I found this title to an unwritten blog in my “Drafts” folder. I don’t know what I was thinking when I penned this, or why I never elaborated, but it was simply too interesting to not use. So, to the past me who was tickling at the depths of something, and to the future me who, I hope, someday can fully emerge from her tightening cocoon of depression to do something significant, I’m going to talk about why the world was always ending. And what a strange little, hairless, big brained, ape can really do about it.
My first suspicion is that this comes from the staggeringly beautiful and heart-rending poem by Franny Choi “The World Was Always Ending, and the World Goes On”. (Please find it HERE, it’s worth the read). In it she describes the different ways the world has ended through various apocalypses. The apocalypse of slavery, and environmental ruin, religious bombings, starvation and war, and history miswritten by the ‘conquerers’, and all the ways humans continually destroy and rebirth themselves. That we are in a constant state of not just change, but destruction. And destruction borne of greed has no end, because man will always, always want more. It reminds me, as it should all of us, that the natural state of the universe is entropy. Decay, rebirth, the fall and rise, the constant, ever-present battle between what is made and unmade. Change. Violent, insidious, chaotic, beautiful change.
Our Own Damn Fault
I’ve thought a lot lately about the current state of humans. And how freakishly dumb we are. The only species who will be responsible for it’s own extinction to be sure. AND the only one with brains and cognition large enough to actually have the understanding, and foresight, and power, to stop it. So why don’t we? Greed. Selfishness. Ego. Laziness. All things, and I hate to say it fellas, that are touted, praised and encouraged by patriarchal, colonialist, capitalist societies. Because men look for immortality in what they accrue and what histories they write of themselves. Women create immortality with life. And they’ve been trying to catch up with that for about 5-10,000 years. In their efforts, we have instead become a cyclone of endless, ceaseless destruction.
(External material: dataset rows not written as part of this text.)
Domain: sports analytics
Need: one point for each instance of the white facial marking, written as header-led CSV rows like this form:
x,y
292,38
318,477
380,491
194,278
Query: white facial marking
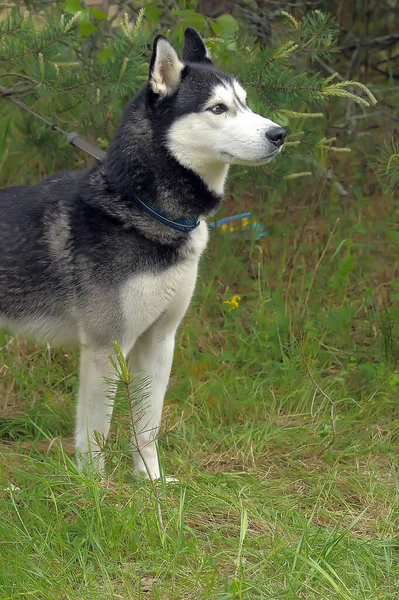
x,y
241,93
165,76
207,143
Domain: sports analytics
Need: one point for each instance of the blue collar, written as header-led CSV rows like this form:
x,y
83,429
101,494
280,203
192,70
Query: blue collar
x,y
179,224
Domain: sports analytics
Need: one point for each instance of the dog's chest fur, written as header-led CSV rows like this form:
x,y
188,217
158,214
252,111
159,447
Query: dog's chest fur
x,y
147,297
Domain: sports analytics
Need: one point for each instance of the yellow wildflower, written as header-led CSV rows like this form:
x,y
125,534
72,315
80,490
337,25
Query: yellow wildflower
x,y
233,303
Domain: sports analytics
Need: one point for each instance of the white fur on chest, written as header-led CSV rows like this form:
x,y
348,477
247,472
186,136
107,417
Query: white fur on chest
x,y
146,297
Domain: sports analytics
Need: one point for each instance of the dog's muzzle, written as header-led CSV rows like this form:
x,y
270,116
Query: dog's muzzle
x,y
276,135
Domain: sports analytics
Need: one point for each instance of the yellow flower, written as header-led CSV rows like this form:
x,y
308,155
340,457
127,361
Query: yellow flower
x,y
233,303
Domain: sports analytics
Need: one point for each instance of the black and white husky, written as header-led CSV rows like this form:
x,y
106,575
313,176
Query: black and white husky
x,y
111,253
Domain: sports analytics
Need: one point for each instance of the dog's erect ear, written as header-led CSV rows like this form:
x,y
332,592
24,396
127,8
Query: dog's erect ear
x,y
165,67
194,48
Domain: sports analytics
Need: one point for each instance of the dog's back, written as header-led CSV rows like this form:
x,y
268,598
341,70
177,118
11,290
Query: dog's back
x,y
34,279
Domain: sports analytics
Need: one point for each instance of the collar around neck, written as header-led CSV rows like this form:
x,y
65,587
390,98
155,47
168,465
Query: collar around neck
x,y
178,224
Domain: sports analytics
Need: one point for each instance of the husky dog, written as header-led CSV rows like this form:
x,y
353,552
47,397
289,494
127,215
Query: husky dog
x,y
111,253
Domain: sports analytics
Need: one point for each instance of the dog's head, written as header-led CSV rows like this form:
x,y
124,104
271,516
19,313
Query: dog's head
x,y
203,112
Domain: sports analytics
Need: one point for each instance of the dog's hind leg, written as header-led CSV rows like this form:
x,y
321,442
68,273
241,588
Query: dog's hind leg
x,y
94,409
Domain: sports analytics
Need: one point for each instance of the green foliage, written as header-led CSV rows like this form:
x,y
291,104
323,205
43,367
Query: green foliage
x,y
81,78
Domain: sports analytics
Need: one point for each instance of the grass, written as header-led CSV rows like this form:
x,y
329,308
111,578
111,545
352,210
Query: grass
x,y
281,424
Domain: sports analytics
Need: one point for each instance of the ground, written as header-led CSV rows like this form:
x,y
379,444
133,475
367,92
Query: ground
x,y
281,425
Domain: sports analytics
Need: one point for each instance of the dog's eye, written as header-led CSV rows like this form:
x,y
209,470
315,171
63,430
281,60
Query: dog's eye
x,y
218,109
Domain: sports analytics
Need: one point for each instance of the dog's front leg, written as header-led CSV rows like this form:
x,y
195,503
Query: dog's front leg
x,y
95,404
151,361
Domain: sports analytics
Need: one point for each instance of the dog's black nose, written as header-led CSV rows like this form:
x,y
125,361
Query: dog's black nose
x,y
276,135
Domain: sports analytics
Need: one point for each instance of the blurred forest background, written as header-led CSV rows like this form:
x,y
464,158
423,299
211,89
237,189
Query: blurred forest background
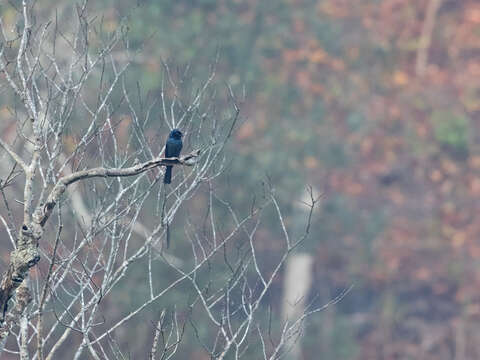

My daughter and I were having a discussion on the trail the other day, about humans’ impact on the environment particularly, and (because she’s a huge Jurassic Park fan) that she loved the quote by Dr. Malcom (the Chaos Theory guy) that we won’t destroy the earth, we’ll destroy ourselves, and the Earth will continue on, just as it has before us. And then we started talking about what would the Earth look like without us. (Also check out this book: The World Without Us)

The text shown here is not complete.